Thank you for Subscribing to Life Science Review Weekly Brief
Clinical research, an important sub-process in pharmaceutical R&D, offers faster returns on investment for pharmaceutical companies and better and safer patient care.
Fremont, CA: Pharmaceutical expenditures are one of the fastest-growing aspects of today's healthcare costs. Pharmaceutical R&D – the process of discovering, developing, and bringing new drug products to market – is a substantial cost driver.
Clinical Research Outsourcing
Companies outsourcing their clinical research activities is one of the primary developments from excessive expenses. Pharmaceutical corporations are altering the drug development services sector by outsourcing their R&D responsibilities. These service providers have evolved from a few small businesses providing limited clinical trial services to large multinational corporations providing a wide range of services such as preclinical evaluations, study design, clinical trial planning and management, independent safety data monitoring, biostatistical analysts, and more.
The Adoption of Electronic Records Facilitates Research.
Clinical research has been shifted to lower-cost places to respond to cost challenges. As a result, operating worldwide is becoming increasingly crucial for CROs. Globalizing clinical trials allows CROs to execute studies more efficiently and at reduced costs.
Adopting Electronic Records
Another fast-growing trend is going paperless and increasing the use of electronic records. Hundreds of thousands of paper records are required for a typical new medication application. The adoption of electronic records has enhanced the success of other programs to lower the costs of development and data management in clinical research and make searching and analysis easier. Multiple technologies are used to enable electronic data capture and clinical trial administration systems for administrative data.

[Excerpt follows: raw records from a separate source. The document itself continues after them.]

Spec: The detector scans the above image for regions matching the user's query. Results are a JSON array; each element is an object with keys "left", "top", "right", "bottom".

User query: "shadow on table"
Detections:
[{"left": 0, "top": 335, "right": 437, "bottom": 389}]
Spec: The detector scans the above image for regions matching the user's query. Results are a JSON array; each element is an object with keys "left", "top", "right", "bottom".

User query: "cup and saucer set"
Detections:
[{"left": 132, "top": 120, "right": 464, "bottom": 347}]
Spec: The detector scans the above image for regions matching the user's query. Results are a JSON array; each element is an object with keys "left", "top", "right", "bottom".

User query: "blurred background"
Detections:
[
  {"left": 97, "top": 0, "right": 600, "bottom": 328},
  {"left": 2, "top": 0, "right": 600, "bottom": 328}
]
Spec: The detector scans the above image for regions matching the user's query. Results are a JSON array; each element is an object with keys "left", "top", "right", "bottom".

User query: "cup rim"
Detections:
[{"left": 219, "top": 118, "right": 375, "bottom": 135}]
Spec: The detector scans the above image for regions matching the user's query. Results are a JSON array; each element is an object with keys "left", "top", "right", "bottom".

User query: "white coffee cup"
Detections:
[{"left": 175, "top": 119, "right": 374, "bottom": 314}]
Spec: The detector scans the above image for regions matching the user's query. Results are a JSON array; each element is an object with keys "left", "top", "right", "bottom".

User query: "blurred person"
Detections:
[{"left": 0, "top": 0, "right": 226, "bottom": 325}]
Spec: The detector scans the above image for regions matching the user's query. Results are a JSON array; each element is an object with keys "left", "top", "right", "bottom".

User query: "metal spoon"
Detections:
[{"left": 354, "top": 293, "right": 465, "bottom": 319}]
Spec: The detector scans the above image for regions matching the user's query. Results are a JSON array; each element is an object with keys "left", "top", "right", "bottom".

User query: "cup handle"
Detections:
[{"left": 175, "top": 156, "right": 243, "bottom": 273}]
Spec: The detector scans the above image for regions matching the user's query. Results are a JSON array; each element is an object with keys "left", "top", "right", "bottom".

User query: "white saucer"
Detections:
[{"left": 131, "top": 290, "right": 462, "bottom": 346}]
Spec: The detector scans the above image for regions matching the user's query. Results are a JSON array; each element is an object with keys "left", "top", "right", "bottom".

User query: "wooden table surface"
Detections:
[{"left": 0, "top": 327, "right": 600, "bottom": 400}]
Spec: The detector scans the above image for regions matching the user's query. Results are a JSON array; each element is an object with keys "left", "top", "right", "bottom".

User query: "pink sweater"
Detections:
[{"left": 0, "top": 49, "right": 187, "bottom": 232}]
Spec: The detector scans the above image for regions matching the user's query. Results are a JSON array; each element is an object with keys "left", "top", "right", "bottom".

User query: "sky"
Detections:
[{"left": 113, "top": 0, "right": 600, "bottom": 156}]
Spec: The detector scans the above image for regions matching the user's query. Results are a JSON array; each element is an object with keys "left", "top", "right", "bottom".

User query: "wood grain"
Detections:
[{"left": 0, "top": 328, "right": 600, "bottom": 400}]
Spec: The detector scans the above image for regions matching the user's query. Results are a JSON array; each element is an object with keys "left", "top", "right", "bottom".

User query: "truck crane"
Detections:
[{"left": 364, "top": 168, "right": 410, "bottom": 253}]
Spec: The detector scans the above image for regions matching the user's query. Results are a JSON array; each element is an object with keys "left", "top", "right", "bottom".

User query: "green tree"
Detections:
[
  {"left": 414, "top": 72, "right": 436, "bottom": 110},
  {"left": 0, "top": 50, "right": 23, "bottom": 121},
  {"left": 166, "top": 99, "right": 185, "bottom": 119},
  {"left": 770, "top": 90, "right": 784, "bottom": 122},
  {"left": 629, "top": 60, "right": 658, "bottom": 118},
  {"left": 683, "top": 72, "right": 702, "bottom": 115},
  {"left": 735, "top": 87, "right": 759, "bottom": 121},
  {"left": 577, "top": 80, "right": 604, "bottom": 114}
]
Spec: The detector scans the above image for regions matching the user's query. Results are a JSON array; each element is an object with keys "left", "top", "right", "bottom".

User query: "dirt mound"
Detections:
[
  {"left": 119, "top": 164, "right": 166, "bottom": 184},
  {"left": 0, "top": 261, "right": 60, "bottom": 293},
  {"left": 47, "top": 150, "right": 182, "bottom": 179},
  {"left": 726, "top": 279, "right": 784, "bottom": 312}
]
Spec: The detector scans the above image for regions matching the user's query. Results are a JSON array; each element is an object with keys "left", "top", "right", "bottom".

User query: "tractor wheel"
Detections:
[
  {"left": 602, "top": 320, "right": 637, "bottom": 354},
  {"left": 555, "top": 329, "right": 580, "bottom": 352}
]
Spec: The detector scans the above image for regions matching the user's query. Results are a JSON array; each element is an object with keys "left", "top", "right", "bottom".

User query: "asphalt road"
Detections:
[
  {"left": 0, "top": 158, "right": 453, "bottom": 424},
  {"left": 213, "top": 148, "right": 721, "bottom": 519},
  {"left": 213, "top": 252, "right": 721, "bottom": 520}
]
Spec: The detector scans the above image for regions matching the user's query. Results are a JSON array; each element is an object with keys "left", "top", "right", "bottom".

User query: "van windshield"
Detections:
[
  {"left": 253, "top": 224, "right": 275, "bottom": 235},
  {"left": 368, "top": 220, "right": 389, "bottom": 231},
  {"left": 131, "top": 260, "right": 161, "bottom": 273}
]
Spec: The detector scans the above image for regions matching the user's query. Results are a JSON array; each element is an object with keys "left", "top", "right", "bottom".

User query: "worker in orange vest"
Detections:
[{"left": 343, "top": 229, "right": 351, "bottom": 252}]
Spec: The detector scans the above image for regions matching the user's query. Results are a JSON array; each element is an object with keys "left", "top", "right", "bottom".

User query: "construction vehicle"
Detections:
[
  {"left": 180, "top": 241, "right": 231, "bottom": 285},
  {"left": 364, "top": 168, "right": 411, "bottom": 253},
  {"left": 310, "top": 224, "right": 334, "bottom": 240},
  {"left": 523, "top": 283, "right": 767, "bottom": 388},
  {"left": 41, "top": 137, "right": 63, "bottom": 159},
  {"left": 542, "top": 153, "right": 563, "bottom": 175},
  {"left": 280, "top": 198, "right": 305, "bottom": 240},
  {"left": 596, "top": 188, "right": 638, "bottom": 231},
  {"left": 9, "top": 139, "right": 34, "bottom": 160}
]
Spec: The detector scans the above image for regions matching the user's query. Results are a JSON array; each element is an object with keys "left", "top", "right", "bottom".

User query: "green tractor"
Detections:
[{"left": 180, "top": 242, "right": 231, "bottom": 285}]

Creating a Unified Clinical Enterprise
Integrating the information silos from discovery to clinical development and commercialization is one of the most challenging difficulties facing the life sciences business. The next rising trend involves bringing data gathering, data management, data repository, and safety data together on a single platform and rethinking business processes and technologies within the company. Several prominent pharmaceutical companies are leading the way in this field. The processes of such initiatives revolve around developing clinical data standards (metadata) and parking the data in a clinical data repository and forming a team to govern and enforce the standards, as well as accessing the data from the warehouse for analysis and reporting, modeling, and simulation, and data pooling operations.